Wie gesagt, habe eine 315 rumfliegen und auch nur Siemens gelernt..
welche Vorteile hätte es eine wago oder beckhoff sps einzusetzen?
Die beckhoff busklemmen kann ich doch auch über profinet von der s7 aus steuern?

Gruß


----------



## emilio20 (20 Februar 2017)

Hallo
ich würde dir für dein vorhaben folgendes empfehle.
Philips Hue als RGBW Strip und diverse Farbbeleuchtungen.
Dimmer Enocean und ein Raspberry pi mit Fhem als Gateway.

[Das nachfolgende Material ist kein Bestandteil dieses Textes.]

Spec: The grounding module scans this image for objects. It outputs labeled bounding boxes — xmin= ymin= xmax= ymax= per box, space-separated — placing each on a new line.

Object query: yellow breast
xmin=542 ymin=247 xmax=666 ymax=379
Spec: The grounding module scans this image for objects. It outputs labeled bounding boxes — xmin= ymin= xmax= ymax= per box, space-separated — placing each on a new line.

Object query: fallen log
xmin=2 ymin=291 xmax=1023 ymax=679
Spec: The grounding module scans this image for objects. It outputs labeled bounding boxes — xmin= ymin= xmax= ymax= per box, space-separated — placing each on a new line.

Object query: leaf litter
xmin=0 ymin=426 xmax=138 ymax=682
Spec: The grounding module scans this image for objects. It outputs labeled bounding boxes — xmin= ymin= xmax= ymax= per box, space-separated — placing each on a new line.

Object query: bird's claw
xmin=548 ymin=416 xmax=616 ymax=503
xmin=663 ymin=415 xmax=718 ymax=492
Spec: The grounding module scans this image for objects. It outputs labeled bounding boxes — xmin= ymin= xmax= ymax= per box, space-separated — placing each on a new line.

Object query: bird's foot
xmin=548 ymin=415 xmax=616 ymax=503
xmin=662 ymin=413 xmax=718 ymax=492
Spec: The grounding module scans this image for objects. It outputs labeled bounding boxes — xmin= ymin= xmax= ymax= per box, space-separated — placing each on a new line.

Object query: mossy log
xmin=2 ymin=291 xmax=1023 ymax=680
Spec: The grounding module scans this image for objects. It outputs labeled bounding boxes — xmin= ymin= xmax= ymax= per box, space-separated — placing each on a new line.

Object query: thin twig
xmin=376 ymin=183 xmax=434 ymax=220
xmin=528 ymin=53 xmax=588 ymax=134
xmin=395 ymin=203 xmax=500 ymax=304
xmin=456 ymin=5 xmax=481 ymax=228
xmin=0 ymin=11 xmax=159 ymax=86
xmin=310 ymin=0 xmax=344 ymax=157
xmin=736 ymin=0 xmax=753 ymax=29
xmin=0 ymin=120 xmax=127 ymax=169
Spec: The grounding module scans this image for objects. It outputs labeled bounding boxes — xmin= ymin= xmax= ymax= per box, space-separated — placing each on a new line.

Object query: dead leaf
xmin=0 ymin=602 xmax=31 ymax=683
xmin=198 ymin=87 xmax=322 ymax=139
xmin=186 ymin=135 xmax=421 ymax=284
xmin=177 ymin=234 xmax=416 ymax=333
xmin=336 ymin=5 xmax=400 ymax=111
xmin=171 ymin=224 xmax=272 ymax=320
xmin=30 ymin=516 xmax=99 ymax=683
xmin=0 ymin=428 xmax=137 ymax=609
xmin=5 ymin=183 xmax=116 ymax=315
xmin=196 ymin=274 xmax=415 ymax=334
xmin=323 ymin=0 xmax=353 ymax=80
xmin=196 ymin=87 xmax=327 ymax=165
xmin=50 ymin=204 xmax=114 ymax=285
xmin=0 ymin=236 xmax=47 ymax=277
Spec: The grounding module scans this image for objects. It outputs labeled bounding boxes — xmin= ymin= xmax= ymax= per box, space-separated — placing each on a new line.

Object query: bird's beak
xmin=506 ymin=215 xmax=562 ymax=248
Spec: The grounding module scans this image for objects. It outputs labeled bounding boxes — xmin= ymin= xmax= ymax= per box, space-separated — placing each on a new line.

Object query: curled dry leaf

Beide Systeme können mit und ohne SPS betrieben werden.
Beides verwende ich auch und bin sehr zufrieden damit


----------



## KevinWhat (21 Februar 2017)

Hi emilio, 
deine Lösung sieht sehr geil aus 
Werde ich definitiv in Erwägung ziehen, bin aber eher nicht so der Freund von Wireless..
Kurze Frage nebenbei, hast du das Haus selber in WinCC gezeichnet, oder sind das 3D Zeichnungen vom Architekte, 
welche du als Screenshot eingefügt hast?
 Sieht auf jedenfall super aus!
Mit den Lichtscenen habe ich mir das auch genauso vorgestellt!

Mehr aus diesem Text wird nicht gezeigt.